You cannot rely on this record in your tax affairs. It is not binding and provides you with no protection (including from any underpaid tax, penalty or interest). In addition, this record is not an authority for the purposes of establishing a reasonably arguable position for you to apply to your own circumstances. For more information on the status of edited versions of private advice and reasons we publish them, see PS LA 2008/4.

Edited version of your private ruling

Authorisation Number: 1012485775504

Ruling

Subject: Investment property income

Question

Does the income from your investment property have to be shared between the co-owners in accordance with the percentage of their ownership according to the title deed?

Answer

Yes.

This ruling applies for the following periods

Year ended 30 June 2013

Year ended 30 June 2014

The scheme commenced on

1 July 2012

Relevant facts and circumstances

You are the co-owner of a rental property with your ex-spouse.

Your ex-spouse pays for the investment property mortgages and the investment income goes into their bank account.

You have no control over the investment income.

You agreed with your spouse at separation that you will live in the former family home and they will occupy the rental property once the current rental lease expires.

You are compelled to keep the investment property in both names as you do not have sufficient funding to transfer the title.

Relevant legislative provisions

Income Tax Assessment Act 1997 Section 8-1 and

Income Tax Assessment Act 1997 Section 6-5.

Reasons for decision

Section 6-5 of the Income Tax Assessment Act 1997 (ITAA 1997) provides that assessable income includes income according to ordinary concepts, which is called ordinary income.

Taxation Ruling TR 93/32 Income tax: rental property - division of net income or losses between co-owners refers to the division of the net income or loss between joint owners of a rental property.

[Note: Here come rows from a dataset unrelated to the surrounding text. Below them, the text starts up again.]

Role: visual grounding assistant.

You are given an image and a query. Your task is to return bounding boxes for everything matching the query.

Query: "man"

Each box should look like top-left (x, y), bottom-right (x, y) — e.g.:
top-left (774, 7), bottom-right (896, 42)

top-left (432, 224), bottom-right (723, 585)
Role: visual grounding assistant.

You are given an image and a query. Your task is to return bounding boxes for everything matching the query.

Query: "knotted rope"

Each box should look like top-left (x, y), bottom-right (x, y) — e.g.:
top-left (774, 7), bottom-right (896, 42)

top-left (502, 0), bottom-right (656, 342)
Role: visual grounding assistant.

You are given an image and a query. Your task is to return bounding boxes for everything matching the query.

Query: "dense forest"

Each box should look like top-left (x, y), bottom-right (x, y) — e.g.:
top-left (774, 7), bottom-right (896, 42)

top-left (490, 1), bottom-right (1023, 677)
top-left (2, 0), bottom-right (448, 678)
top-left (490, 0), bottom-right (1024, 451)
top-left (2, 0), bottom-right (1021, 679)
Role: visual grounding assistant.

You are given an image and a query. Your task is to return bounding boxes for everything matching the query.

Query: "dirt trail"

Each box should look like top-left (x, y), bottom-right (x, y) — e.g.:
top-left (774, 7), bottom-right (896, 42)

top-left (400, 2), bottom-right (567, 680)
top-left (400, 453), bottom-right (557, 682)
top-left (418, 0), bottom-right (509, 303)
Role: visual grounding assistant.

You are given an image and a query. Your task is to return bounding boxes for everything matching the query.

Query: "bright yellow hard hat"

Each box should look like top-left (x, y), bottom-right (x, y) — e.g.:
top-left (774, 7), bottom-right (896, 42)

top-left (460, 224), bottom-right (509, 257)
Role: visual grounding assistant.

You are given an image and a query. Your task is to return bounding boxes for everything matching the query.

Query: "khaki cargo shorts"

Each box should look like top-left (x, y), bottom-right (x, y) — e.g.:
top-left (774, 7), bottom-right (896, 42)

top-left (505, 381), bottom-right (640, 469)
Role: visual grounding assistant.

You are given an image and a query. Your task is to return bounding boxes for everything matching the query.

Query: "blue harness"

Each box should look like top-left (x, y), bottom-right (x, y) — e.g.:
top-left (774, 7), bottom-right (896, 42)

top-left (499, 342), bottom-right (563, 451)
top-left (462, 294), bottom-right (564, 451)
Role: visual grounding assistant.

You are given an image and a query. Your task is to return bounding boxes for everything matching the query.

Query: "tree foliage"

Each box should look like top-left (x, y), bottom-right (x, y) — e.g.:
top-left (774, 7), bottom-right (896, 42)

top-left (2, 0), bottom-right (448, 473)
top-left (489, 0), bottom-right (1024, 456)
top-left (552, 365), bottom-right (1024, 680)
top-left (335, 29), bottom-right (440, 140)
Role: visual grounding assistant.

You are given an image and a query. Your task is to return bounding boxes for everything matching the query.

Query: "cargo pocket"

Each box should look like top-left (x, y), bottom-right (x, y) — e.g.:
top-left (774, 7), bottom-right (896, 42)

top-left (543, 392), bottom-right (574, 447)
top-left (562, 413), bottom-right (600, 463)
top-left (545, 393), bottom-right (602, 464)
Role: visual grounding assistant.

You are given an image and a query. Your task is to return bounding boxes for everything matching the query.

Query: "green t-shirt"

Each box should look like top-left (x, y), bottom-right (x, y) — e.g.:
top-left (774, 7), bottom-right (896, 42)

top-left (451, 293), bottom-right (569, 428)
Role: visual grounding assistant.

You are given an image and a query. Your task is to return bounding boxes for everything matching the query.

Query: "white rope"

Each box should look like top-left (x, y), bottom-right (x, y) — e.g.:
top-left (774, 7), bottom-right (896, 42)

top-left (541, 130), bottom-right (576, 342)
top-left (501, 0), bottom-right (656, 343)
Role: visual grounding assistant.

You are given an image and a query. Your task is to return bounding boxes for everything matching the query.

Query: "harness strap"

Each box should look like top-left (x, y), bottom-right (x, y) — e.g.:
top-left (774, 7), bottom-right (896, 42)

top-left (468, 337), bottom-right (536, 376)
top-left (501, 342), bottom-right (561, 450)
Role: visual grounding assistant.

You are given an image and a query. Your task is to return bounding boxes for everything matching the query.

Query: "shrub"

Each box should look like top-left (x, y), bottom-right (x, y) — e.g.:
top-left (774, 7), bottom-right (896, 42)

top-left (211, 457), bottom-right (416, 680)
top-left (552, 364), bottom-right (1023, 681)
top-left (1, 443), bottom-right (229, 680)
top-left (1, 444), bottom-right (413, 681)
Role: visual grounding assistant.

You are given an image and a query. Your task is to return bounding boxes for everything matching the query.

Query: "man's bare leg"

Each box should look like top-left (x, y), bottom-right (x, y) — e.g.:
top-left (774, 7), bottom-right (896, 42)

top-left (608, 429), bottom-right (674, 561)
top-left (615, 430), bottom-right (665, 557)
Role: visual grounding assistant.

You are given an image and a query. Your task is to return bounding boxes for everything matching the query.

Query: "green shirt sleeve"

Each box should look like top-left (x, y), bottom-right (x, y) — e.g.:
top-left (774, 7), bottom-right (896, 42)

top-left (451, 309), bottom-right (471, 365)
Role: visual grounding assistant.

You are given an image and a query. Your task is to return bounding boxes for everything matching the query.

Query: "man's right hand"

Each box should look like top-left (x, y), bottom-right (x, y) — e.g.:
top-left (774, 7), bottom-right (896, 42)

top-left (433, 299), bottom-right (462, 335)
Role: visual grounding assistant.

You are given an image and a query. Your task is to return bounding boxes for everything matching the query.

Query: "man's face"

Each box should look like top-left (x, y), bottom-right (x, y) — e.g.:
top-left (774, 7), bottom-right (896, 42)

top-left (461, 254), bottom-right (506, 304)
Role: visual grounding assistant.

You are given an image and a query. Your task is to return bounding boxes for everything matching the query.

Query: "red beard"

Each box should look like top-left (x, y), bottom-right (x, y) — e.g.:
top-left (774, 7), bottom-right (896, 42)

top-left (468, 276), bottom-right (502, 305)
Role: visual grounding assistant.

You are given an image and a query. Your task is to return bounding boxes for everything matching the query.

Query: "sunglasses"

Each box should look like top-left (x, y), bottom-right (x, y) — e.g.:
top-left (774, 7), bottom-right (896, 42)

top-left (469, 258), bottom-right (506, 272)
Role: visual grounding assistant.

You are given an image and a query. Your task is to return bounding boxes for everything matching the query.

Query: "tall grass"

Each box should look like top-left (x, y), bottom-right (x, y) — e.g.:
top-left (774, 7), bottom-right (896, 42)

The ruling examines the taxation position of co-owners whose activities do not amount to the carrying on of a business. Persons who own one rental property would not normally be considered to be carrying on a rental property business.

Paragraphs 38 to 41 of TR 93/32 address the legal and equitable interests issue confirming at paragraph 41 that there are extremely limited circumstances where the Tax Office will accept that the equitable interest is different from the legal title. Where the taxpayers are related the Tax Office will assume that the equitable right is exactly the same as the legal title. As you were related to your ex-partner, it is assumed that your legal and equitable interests are in parallel unless you can show that they were different.

The fact that you and your ex-partner have an agreement between you does not alter the legal and equitable interests in the property. As you have not provided any evidence that the legal and equitable interests are different at law, you are required to report the income in the same proportion as that shown on the property title deed. You are also entitled to claim your proportion of the rental property expenses.